Flash attention compilation warning?

Andrei_Fedorov · February 6, 2024, 7:34am

Hello folks… can anyone advise why after upgrade to Pytorch 2.2.0 ( using pip in win10, RTX A2000 GPU) I am getting the following warning:
AppData\Roaming\Python\Python311\site-packages\torch\nn\functional.py:5476: UserWarning: 1Torch was not compiled with flash attention. (Triggered internally at …\aten\src\ATen\native\transformers\cuda\sdp_utils.cpp:263.)
attn_output = scaled_dot_product_attention(q, k, v, attn_mask, dropout_p, is_causal)

My code wasnt change, I use same as was using with torch 2.1

Release notes claims FlashAttention-v2 support, but due some reason pytorch wheel is no compiled with it… why ? any way to fix it ?
In general after the warning all continue to work as usual, but the warning is annoiyng.

thanks

GLZhu · February 6, 2024, 7:42am

Add USE_FLASH_ATTENTION=1 in env

Andrei_Fedorov · February 6, 2024, 7:56am

unfortunately this didnt help… I set the env, but still have same warning
I thinks
this is not related to env of any other settings… the wheel was not compiled with FA support… so far it not supposed to run with any setting, isnt it ?

Meanwhile the code say that FA is available…

print(“Device name:”, torch.cuda.get_device_properties(‘cuda’).name)
print(“FlashAttention available:”, torch.backends.cuda.flash_sdp_enabled())
print(f’torch version: {torch.version}')

Device name: NVIDIA RTX A2000
FlashAttention available: True
torch version: 2.2.0+cu121

GLZhu · February 6, 2024, 8:11am

It seems that your wheel is just not compiled with flash attention.
If you own the environment, just do:
pip3 install --force-reinstall --pre torch torchtext torchvision torchaudio torchrec --extra-index-url https://download.pytorch.org/whl/nightly/cu121

Andrei_Fedorov · February 6, 2024, 8:46am

Have no idea what went wrong, but after such installation and my code start I am getting
AssertionError: Torch not compiled with CUDA enabled

rolling all back and wait stable release with complete FA support

thanks

GLZhu · February 6, 2024, 8:49am

You are already very close to the answer, try remove --pre in command above and install again

Andrei_Fedorov · February 6, 2024, 10:18am

thanks for you efforts… but unfortunately no progress
I have installed
while checking got
Device name: NVIDIA RTX A2000
FlashAttention available: True
torch version: 2.3.0.dev20240122+cu121

but then, when I start my code I still got same warning \AppData\Roaming\Python\Python311\site-packages\torch\nn\functional.py:5504: UserWarning: 1Torch was not compiled with flash attention. (Triggered internally at …\aten\src\ATen\native\transformers\cuda\sdp_utils.cpp:308.)

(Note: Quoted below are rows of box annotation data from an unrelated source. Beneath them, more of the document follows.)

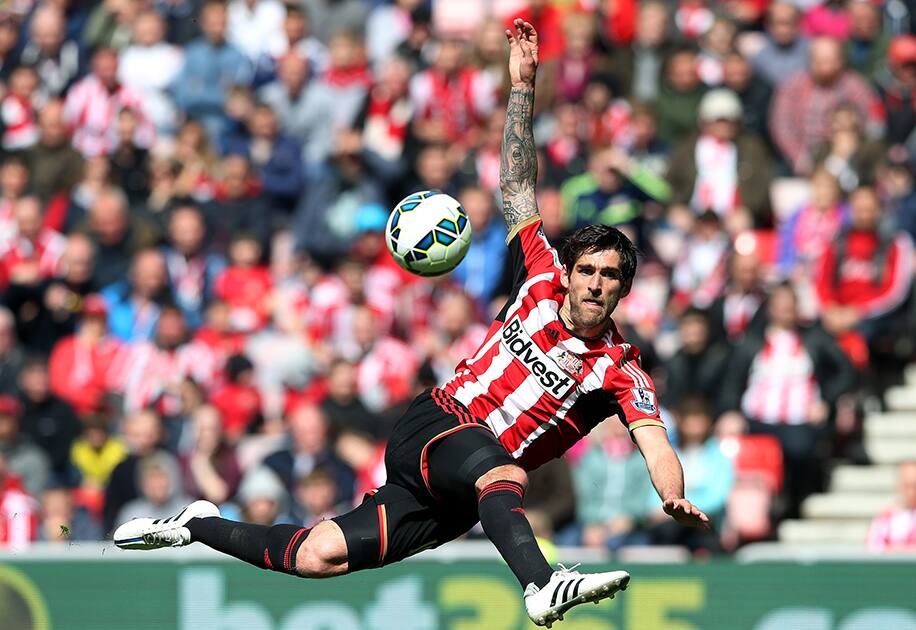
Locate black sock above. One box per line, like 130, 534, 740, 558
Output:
477, 481, 553, 588
186, 516, 310, 575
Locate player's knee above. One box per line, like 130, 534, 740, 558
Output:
296, 521, 347, 578
474, 464, 528, 493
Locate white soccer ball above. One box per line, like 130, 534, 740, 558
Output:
385, 190, 471, 276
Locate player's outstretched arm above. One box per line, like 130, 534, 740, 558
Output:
499, 19, 538, 233
633, 426, 710, 529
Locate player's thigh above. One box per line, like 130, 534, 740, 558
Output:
428, 425, 524, 510
332, 483, 477, 573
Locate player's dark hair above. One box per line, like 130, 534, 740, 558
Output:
560, 225, 636, 284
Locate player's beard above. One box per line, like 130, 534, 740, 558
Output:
569, 295, 617, 328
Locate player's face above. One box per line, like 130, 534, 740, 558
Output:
563, 249, 630, 336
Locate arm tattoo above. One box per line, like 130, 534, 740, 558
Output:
499, 87, 538, 232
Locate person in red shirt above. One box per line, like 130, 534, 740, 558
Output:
0, 452, 38, 550
215, 233, 273, 331
210, 354, 261, 444
816, 186, 913, 342
48, 294, 121, 415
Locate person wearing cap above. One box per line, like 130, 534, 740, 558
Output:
770, 37, 884, 176
877, 33, 916, 148
0, 394, 51, 497
668, 88, 771, 227
48, 294, 122, 415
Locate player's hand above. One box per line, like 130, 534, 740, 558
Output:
506, 18, 538, 87
662, 499, 710, 529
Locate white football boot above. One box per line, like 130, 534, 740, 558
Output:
525, 564, 630, 628
113, 501, 220, 550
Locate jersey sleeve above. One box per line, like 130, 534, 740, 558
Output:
604, 348, 665, 432
496, 216, 561, 321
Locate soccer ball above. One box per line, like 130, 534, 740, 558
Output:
385, 190, 471, 276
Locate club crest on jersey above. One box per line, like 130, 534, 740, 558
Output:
554, 350, 582, 376
502, 315, 576, 398
630, 387, 658, 416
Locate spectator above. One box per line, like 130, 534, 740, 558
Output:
38, 487, 102, 544
25, 100, 83, 202
102, 409, 166, 532
0, 12, 21, 83
163, 204, 226, 329
339, 306, 418, 413
452, 186, 507, 309
214, 233, 273, 332
210, 354, 263, 444
203, 155, 271, 251
770, 37, 883, 175
846, 0, 890, 80
118, 305, 216, 418
560, 418, 651, 549
64, 48, 155, 158
664, 308, 729, 407
704, 247, 766, 346
70, 413, 129, 493
668, 89, 770, 228
48, 295, 122, 414
410, 38, 496, 144
560, 146, 671, 237
171, 0, 252, 140
0, 307, 23, 394
778, 169, 849, 278
722, 51, 773, 144
655, 48, 706, 143
262, 404, 355, 503
648, 396, 734, 552
226, 0, 286, 63
0, 66, 41, 151
118, 10, 184, 135
611, 1, 671, 103
0, 234, 95, 354
102, 249, 168, 342
226, 105, 303, 217
19, 358, 80, 485
720, 285, 856, 518
116, 454, 190, 523
237, 466, 292, 525
76, 188, 158, 288
180, 405, 242, 505
321, 359, 382, 439
83, 0, 141, 50
0, 155, 30, 244
867, 461, 916, 552
0, 197, 67, 288
817, 186, 913, 340
19, 4, 82, 98
417, 291, 489, 383
751, 1, 808, 89
259, 51, 335, 172
292, 131, 383, 263
0, 451, 39, 551
814, 103, 886, 193
876, 34, 916, 152
0, 394, 51, 496
294, 468, 346, 527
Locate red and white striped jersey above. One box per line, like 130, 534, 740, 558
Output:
443, 218, 664, 470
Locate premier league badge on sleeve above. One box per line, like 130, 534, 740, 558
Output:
630, 387, 658, 416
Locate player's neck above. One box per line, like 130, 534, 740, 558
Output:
560, 301, 614, 341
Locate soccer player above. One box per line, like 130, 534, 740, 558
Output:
114, 20, 709, 627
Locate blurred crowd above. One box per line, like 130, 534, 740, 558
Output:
0, 0, 916, 553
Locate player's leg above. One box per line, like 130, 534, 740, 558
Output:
114, 501, 348, 578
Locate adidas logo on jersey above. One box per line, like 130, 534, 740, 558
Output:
502, 316, 576, 398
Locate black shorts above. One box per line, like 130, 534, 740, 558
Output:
333, 388, 514, 572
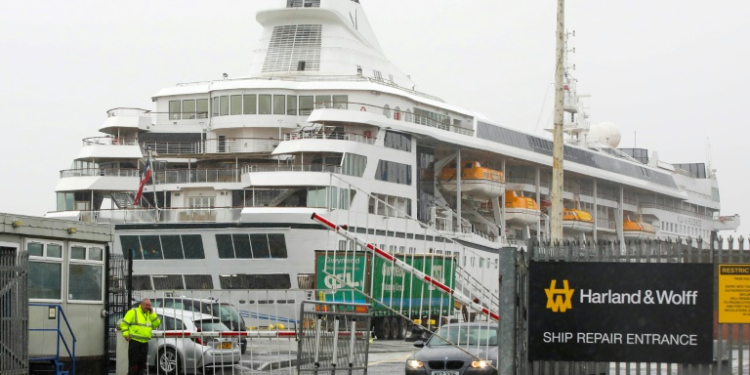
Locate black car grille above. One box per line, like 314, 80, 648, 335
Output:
427, 361, 464, 370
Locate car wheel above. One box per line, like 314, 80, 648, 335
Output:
390, 316, 401, 340
396, 319, 410, 340
156, 348, 180, 374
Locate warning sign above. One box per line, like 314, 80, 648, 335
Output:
719, 264, 750, 324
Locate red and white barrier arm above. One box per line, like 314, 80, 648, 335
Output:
312, 214, 500, 320
152, 331, 369, 339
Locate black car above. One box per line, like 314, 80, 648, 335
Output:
151, 297, 247, 354
406, 322, 498, 375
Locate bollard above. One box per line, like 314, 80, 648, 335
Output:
115, 329, 128, 375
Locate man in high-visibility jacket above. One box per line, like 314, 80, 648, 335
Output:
120, 299, 161, 375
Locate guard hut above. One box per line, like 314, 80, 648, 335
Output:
0, 213, 114, 375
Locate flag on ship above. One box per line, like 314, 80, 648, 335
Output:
133, 157, 151, 205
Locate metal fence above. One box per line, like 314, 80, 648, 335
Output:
297, 302, 370, 375
0, 247, 29, 375
520, 237, 750, 375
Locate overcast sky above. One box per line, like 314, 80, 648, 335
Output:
0, 0, 750, 238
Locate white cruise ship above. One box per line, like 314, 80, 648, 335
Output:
47, 0, 740, 326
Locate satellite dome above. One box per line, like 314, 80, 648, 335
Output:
587, 122, 622, 148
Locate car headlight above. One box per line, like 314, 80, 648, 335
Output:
406, 359, 424, 368
471, 361, 489, 368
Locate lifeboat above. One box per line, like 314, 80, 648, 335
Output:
622, 218, 656, 240
505, 191, 541, 226
563, 209, 594, 233
440, 161, 505, 200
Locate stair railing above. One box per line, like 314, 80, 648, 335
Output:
29, 303, 78, 375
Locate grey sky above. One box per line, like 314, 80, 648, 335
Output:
0, 0, 750, 238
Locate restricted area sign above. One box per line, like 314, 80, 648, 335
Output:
719, 264, 750, 324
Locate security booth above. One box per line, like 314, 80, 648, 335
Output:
0, 213, 114, 375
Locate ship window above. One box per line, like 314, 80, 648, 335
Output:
216, 234, 234, 259
133, 275, 154, 290
161, 236, 183, 259
333, 95, 349, 109
182, 234, 206, 259
169, 100, 182, 120
315, 95, 332, 108
375, 160, 411, 185
286, 95, 297, 116
229, 95, 242, 115
120, 236, 143, 259
211, 96, 219, 117
219, 274, 292, 290
273, 95, 286, 115
182, 100, 195, 119
152, 275, 185, 290
299, 96, 315, 116
384, 131, 411, 152
219, 95, 229, 116
250, 234, 271, 259
185, 275, 214, 290
232, 234, 253, 259
141, 236, 163, 260
258, 95, 271, 115
195, 99, 208, 118
247, 94, 258, 115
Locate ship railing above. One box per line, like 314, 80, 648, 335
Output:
242, 164, 341, 174
83, 137, 138, 147
315, 102, 474, 136
284, 131, 375, 145
79, 207, 242, 224
641, 203, 715, 220
141, 138, 279, 155
107, 107, 151, 117
60, 168, 140, 178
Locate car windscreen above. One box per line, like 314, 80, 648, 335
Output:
427, 325, 497, 346
195, 319, 229, 332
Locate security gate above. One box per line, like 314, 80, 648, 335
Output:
506, 238, 750, 375
297, 301, 370, 375
0, 246, 29, 375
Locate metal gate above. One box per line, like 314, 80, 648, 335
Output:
297, 301, 370, 375
0, 246, 29, 375
506, 238, 750, 375
105, 254, 133, 361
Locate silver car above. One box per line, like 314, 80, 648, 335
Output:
148, 308, 241, 374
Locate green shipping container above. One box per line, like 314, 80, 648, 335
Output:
315, 251, 456, 319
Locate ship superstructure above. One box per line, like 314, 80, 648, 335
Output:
48, 0, 739, 324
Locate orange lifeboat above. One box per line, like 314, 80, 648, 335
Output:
622, 218, 656, 240
440, 161, 505, 199
505, 191, 541, 227
563, 209, 594, 233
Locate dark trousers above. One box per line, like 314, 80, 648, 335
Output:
128, 340, 148, 375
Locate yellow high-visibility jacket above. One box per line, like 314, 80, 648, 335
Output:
120, 306, 161, 343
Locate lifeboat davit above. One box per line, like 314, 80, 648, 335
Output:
622, 219, 656, 240
440, 161, 505, 200
505, 191, 541, 227
563, 209, 594, 233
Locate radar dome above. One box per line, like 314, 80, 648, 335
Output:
587, 122, 622, 148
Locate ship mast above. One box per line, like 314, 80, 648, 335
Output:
549, 0, 565, 242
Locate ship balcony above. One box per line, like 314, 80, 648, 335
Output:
78, 207, 242, 224
141, 138, 279, 156
60, 168, 140, 178
308, 102, 474, 136
152, 164, 341, 185
284, 132, 375, 145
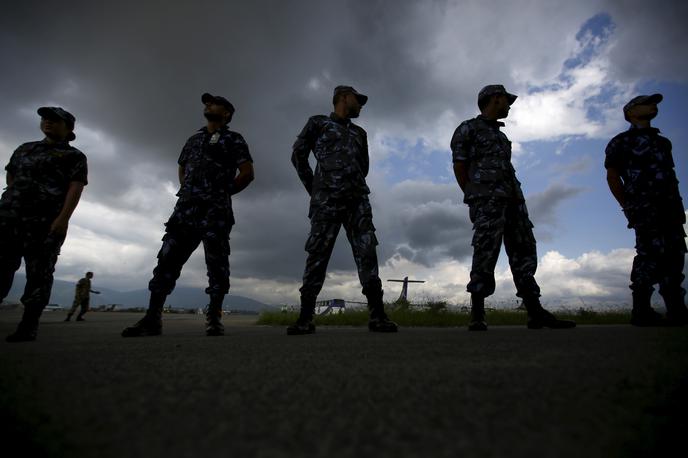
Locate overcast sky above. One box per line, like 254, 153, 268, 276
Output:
0, 0, 688, 306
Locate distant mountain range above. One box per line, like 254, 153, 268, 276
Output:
6, 274, 277, 312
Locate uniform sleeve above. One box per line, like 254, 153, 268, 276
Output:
291, 117, 319, 194
177, 139, 191, 167
233, 134, 253, 165
604, 138, 623, 170
361, 131, 370, 177
451, 122, 473, 162
69, 152, 88, 186
5, 146, 22, 175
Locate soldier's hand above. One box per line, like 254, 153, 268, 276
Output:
50, 216, 69, 237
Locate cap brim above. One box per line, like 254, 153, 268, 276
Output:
645, 94, 664, 104
36, 107, 57, 119
201, 92, 215, 103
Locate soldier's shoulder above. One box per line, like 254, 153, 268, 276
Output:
351, 122, 368, 135
225, 129, 246, 143
308, 115, 330, 126
15, 141, 42, 151
454, 118, 480, 135
607, 130, 633, 149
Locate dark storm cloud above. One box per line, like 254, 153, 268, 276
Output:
0, 0, 686, 298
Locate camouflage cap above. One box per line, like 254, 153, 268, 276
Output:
332, 86, 368, 106
201, 92, 234, 114
624, 94, 664, 115
478, 84, 518, 105
36, 107, 76, 141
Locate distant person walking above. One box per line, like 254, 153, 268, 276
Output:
287, 86, 397, 335
451, 84, 576, 331
65, 272, 100, 321
0, 107, 88, 342
604, 94, 688, 326
122, 93, 253, 337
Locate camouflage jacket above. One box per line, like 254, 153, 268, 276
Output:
0, 140, 88, 218
604, 127, 686, 228
291, 113, 370, 207
451, 115, 524, 203
177, 126, 253, 204
75, 277, 91, 298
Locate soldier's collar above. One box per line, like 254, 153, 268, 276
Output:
39, 138, 69, 146
330, 111, 351, 126
478, 114, 504, 127
628, 124, 661, 134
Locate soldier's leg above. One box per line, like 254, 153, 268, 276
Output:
659, 226, 688, 325
0, 215, 24, 303
148, 227, 201, 296
287, 216, 341, 335
65, 296, 81, 321
203, 226, 231, 336
76, 293, 91, 321
466, 198, 506, 298
122, 225, 201, 337
630, 228, 663, 326
504, 202, 540, 302
344, 198, 397, 332
504, 202, 576, 329
299, 220, 341, 302
7, 228, 64, 342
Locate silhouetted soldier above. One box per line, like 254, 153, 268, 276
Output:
65, 272, 100, 321
122, 93, 253, 337
604, 94, 688, 326
451, 85, 576, 331
287, 86, 397, 335
0, 107, 88, 342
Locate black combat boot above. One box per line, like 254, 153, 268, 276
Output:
468, 294, 487, 331
664, 291, 688, 326
523, 297, 576, 329
366, 288, 399, 332
5, 305, 43, 342
205, 294, 225, 336
122, 293, 167, 337
631, 291, 666, 328
287, 296, 315, 336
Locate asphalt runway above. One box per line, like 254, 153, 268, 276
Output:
0, 311, 688, 458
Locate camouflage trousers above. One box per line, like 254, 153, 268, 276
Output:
630, 225, 686, 299
466, 197, 540, 298
69, 296, 91, 315
300, 196, 382, 300
148, 220, 232, 295
0, 214, 64, 317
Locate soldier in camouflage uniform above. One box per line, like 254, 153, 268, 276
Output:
122, 93, 253, 337
287, 86, 397, 335
65, 272, 100, 321
604, 94, 688, 326
0, 107, 88, 342
451, 85, 575, 331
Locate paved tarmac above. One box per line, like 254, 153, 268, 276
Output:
0, 311, 688, 458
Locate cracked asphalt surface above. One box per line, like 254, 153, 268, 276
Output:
0, 311, 688, 458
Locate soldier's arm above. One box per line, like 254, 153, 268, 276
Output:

guess the night build still compiled with no FlashAttention support…

GLZhu · February 6, 2024, 10:45am

Try compile your own pytorch then, follow the compile from source guide in pytorch repo with env USE_FLASH_ATTENTION=1 should suffice.

Andrei_Fedorov · February 6, 2024, 11:25am

thanks… just I think I am not such a hero yet … no rush with FAv2. I’ll wait.

ptrblck · February 6, 2024, 3:08pm

FlashAttentionV2 is not available on Windows yet. See #108175.

Andrei_Fedorov · February 6, 2024, 3:52pm

but is this complilation warning related to FAv2 in particular ? or FA in general ? 2.1.2 has no this warning and seems that FA does work there.

ptrblck · February 6, 2024, 4:07pm

I assume it’s specific to FlashAttentionV2, but also am not using Windows and thus cannot verify the support of previous implementations.
Based on e.g. this comment it seems to be the case.